What happens when someone dies without a will in California?

| Jul 16, 2021 | Estate Planning |

Most people have heard their whole life of the importance of creating an estate plan. Some people, for whatever reason, put off creating a will until it’s too late – perhaps because an accident or unforeseen circumstances took them from this world before they were in advanced age. Other times, someone creates a will, but that will doesn’t comply with California’s legal requirements, and the court invalidates it. In these circumstances, what happens to their estate?

California’s intestate succession statute

California has a statute in place that establishes the process that courts must follow when dealing with the estate of someone who died intestate. Intestacy is when someone passes away without a legally valid will in place.

The California Probate Code’s intestate succession statute has different outcomes, depending upon the living family members that the deceased leaves behind.

Distribution of assets for intestacy

If you pass away without a will, and you leave a surviving spouse behind, the first thing the court will do is categorize all of your belongings as marital property (also called community property) and separate property. In general, community property is anything you obtained while married, while separate property is anything you owned before getting married. There are some exceptions to these classifications.

When it comes to your marital property, your spouse will get one-half of your share of it. The other half of your share of the marital property (or all of it, if you don’t leave a surviving spouse) will be divided among your children, if you have any. If you don’t have any children, then the estate would go (in order) to your parents, your siblings, your grandparents, or other family members.
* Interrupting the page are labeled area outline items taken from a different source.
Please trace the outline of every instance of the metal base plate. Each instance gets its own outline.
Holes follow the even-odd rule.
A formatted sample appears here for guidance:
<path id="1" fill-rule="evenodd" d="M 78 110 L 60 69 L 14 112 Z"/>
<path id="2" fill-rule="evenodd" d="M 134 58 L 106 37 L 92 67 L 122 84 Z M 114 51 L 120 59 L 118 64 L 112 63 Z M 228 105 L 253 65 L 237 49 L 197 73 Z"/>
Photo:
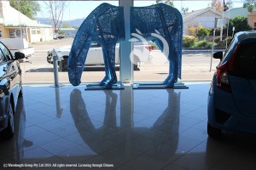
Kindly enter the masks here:
<path id="1" fill-rule="evenodd" d="M 99 84 L 86 84 L 84 90 L 122 90 L 125 89 L 124 84 L 117 83 L 113 84 L 112 88 L 106 88 L 105 86 L 100 86 Z"/>
<path id="2" fill-rule="evenodd" d="M 134 83 L 132 89 L 163 89 L 163 88 L 189 88 L 183 82 L 176 82 L 173 87 L 166 87 L 162 83 Z"/>

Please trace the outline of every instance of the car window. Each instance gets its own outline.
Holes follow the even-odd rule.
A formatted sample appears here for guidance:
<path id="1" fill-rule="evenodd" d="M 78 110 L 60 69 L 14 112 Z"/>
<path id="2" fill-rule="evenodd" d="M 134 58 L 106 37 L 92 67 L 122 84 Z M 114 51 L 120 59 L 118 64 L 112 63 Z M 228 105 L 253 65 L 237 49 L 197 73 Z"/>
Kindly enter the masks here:
<path id="1" fill-rule="evenodd" d="M 3 43 L 0 43 L 0 48 L 1 48 L 2 52 L 3 53 L 3 54 L 5 55 L 6 60 L 10 60 L 12 55 L 11 55 L 11 54 L 9 52 L 9 50 L 7 49 L 7 48 L 6 48 L 4 45 L 3 45 Z"/>
<path id="2" fill-rule="evenodd" d="M 236 71 L 246 76 L 256 75 L 256 43 L 242 44 L 235 60 Z"/>
<path id="3" fill-rule="evenodd" d="M 7 61 L 7 60 L 5 59 L 4 54 L 0 50 L 0 64 L 4 63 L 6 61 Z"/>
<path id="4" fill-rule="evenodd" d="M 224 58 L 221 61 L 221 63 L 224 63 L 226 62 L 229 59 L 230 59 L 230 56 L 231 54 L 231 53 L 233 52 L 233 50 L 235 49 L 235 47 L 236 47 L 236 41 L 235 41 L 235 38 L 233 38 L 229 45 L 229 47 L 227 48 L 224 54 Z"/>

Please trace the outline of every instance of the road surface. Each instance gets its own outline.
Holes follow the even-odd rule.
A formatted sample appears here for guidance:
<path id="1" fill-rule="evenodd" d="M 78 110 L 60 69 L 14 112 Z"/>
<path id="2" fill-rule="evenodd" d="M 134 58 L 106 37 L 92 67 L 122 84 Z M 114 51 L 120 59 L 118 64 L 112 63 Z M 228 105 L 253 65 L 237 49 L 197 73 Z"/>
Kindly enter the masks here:
<path id="1" fill-rule="evenodd" d="M 72 45 L 73 38 L 54 40 L 47 42 L 33 43 L 35 54 L 29 62 L 21 64 L 24 82 L 54 82 L 53 65 L 46 61 L 47 51 L 54 48 Z M 218 65 L 218 60 L 212 60 L 212 71 L 210 71 L 212 52 L 183 51 L 182 59 L 182 79 L 180 81 L 210 81 Z M 150 53 L 150 59 L 142 63 L 138 71 L 134 71 L 134 82 L 163 81 L 168 76 L 169 63 L 159 50 Z M 88 68 L 84 71 L 82 82 L 99 82 L 105 76 L 104 68 Z M 117 76 L 119 76 L 119 69 Z M 67 72 L 59 72 L 61 82 L 68 82 Z"/>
The court will divide your separate, non-marital property in a similar way to your marital property. The only difference is that your surviving spouse would only get one-third (instead of half) of your separate property, and the rest would go to your children, provided that you left behind more than one child or grandchild.

Intestacy can be quite complicated, and it can result in someone’s wealth going to people that they may not have desired. In order to ensure that your estate goes where you want it to, it’s best to have a thorough estate plan in place – no matter how young and healthy you may be.